This example uses a micro broth dilution method to test the sensitivity of lactobacillus mucilaginosus CYQ09 to 8 antibiotics according to the "Probiotics general for food" issued by the society of food science and technology. The 8 antibiotics are: tetracycline, streptomycin, ciprofloxacin hydrochloride, clindamycin, vancomycin, chloramphenicol, ampicillin, and gentamicin. The Lactobacillus suspension grown to logarithmic phase was adjusted to 1X 10 8 CFU/mL, antibiotic diluents (concentration from 1 to 256 mg/mL) were added at various concentrations, and anaerobic culture was performed at 37℃for 48 hours. After 48 hours the minimum inhibitory concentration (Minimal Inhibit Concentration, MIC) of lactobacillus fermentum CYQ09 strain against each antibiotic was read, and the strain was judged to be sensitive to the antibiotic (S), intermediated (I), resistant (R) and not needed (non required, n.r.) according to the bacterial resistance criteria provided in general, and the results are shown in table 2.
TABLE 2 drug sensitivity of Lactobacillus mucilaginosus CYQ09 to various antibiotics
As can be seen from table 2, the MIC of lactobacillus mucilaginosus CYQ09 against tetracycline, streptomycin, ciprofloxacin hydrochloride, clindamycin, vancomycin, chloramphenicol, ampicillin, and gentamicin were: 8mg/L, 32mg/L, 256mg/L, 4mg/L, 1mg/L and 16mg/L, i.e., the bacterium is sensitive to 6 antibiotics prescribed in general rule.
In addition, in order to further evaluate the safety of lactobacillus mucilaginosus CYQ09, 3C 57BL/6 mice of 6-8 weeks of age were selected for the experiment in this example. Animals were fed habitually in the animal house for 5 days prior to the experiment. The experimental animals and the experimental animal houses meet national regulations, standard compound feeds are selected, and the drinking water is not limited. Mice were subjected to gavage with lactobacillus mucilaginosus CYQ09 bacterial liquid, with daily gavage absorbance od=0.2 mL of CYQ09 bacterial liquid.

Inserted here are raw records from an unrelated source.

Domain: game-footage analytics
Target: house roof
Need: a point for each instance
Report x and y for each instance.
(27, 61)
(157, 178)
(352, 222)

After the raising, the experimental animals were sacrificed by neck breakage, the organs were removed by scalpel dissection, and the important organs of the mice were observed, and the results are shown in fig. 6.
As can be seen from FIG. 6, the important organs of the mice, such as kidney, liver, spleen, stomach, cecum and large intestine, are not abnormal, which indicates that the lactobacillus mucilaginosus CYQ09 provided by the invention is safe to apply in the mice.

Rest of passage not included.